OTTAWA -- A new special parliamentary committee created to examine Canada's fraught relationship with China is holding its first meeting in Ottawa.

The committee's creation was the result of a Conservative motion passed in December, thanks to support from other opposition parties in the minority Parliament.

The motion authorizes the committee to order the prime minister, Foreign Affairs Minister Francois-Philippe Champagne, Public Safety Minister Bill Blair and Canada's ambassador to China, Dominic Barton, to appear as witnesses "from time to time as the committee sees fit."

Conservative foreign affairs critic Erin O'Toole said in December the committee will work to address Canada's current diplomatic dispute with China and help develop a specialized approach to easing the bilateral challenges between the two nations.

Thirteen months ago, China detained two Canadian citizens, Michael Spavor and Michael Kovrig, who remain imprisoned without access to lawyers or their families.
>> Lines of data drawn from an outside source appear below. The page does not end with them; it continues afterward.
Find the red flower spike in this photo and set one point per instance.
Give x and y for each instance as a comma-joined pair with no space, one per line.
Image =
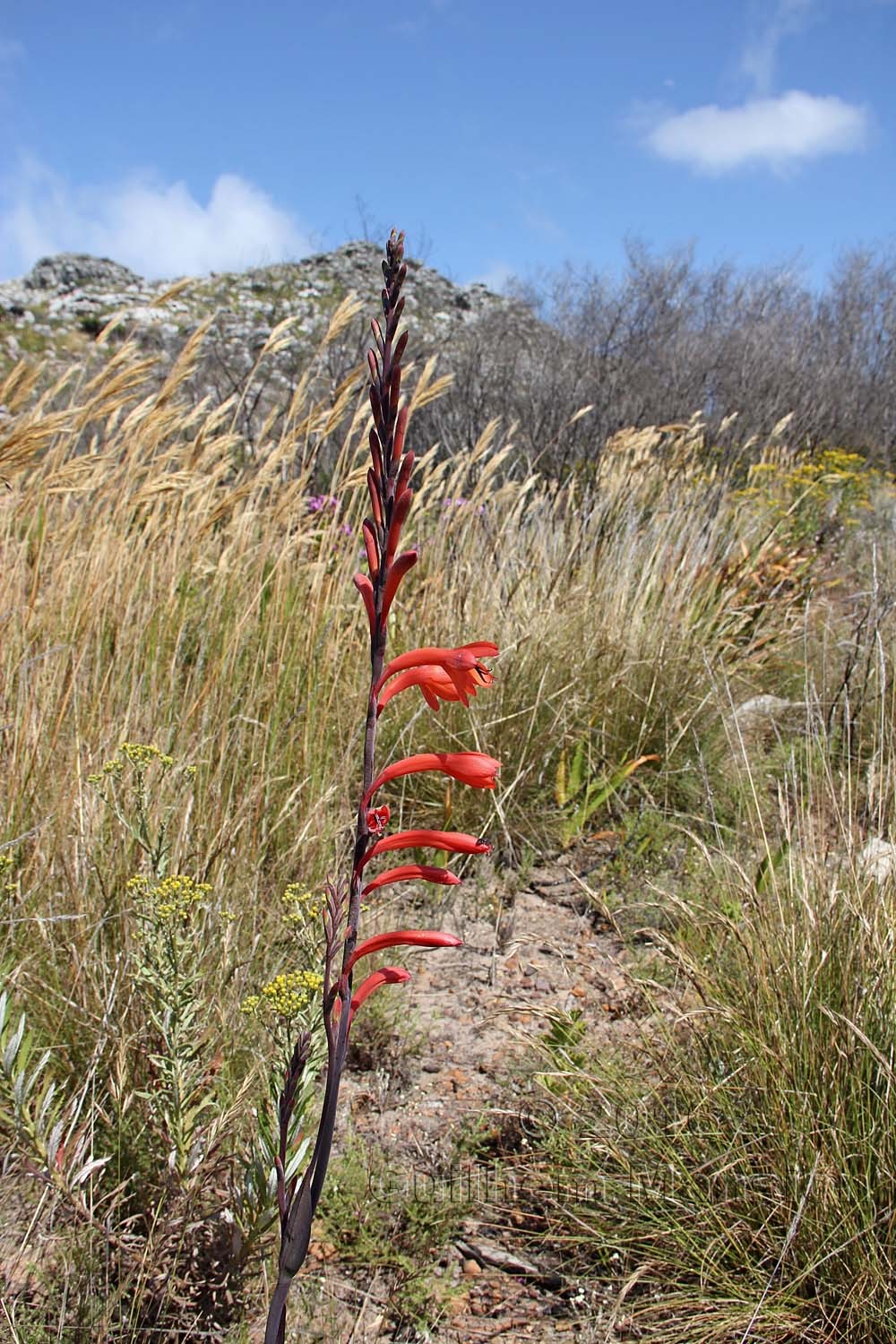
452,841
462,666
401,938
400,513
366,589
387,976
435,685
370,546
401,429
376,453
378,820
395,319
375,497
413,873
405,475
471,768
398,569
395,386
The move has been widely seen as retaliation for Canada's arrest of Huawei executive Meng Wanzhou at the behest of the United States, which wants to extradite her on fraud charges related to U.S. sanctions against Iran.

The all-party Canada-China relations committee convened Monday afternoon and was dealing with a series of procedural issues.
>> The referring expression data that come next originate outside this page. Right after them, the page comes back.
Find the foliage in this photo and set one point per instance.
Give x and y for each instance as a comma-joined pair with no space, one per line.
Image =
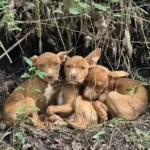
21,115
8,17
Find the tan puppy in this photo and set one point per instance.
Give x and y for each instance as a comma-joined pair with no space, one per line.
85,114
49,63
76,70
124,97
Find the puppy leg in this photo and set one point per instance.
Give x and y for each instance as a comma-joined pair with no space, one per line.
62,109
124,106
80,122
101,110
11,107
Before the meeting, Conservative deputy leader Leona Alleslev said Canada's ambassador to Canada, Dominic Barton, told her in an email that he is "ready and willing" to testify.

She said it was important that he testify first because he could help the committee understand the government's strategy towards China.

Liberal MP Rob Oliphant, the parliamentary secretary to the minister of foreign affairs, said government MPs on the committee want to work constructively with the opposition.

"We will operate in good faith," he told reporters before the meeting. "We have Canadian lives at stake, and we're going to take that very seriously."

The meeting comes as Meng's extradition hearing begins in Vancouver.

China's foreign ministry reiterated its call for Canada to release Meng.

"The U.S. and Canada abused their bilateral extradition treaty and arbitrarily took compulsory measures against a Chinese citizen without cause," said spokesman Geng Shuang, according to translated remarks on his ministry's website.

"This is entirely a serious political incident that grossly violates the legitimate rights and interests of the Chinese citizen."

Meng is free on bail and living in one of her two multimillion-dollar homes in Vancouver.

Chrystia Freeland, the deputy prime minister, said Monday that the well-being and release of Kovrig and Spavor is a "clear priority" for the Liberal government.

"That is at the heart of all the work we are doing and rightly so," she said in Winnipeg, where she was attending the Liberal cabinet retreat.

Then she defended how the Liberal government has handled the Meng case.

"Our government has been clear that we are a rule of law country and that we honour our extradition treaty commitments," she said.

"That is what we need to do and that is what we will do."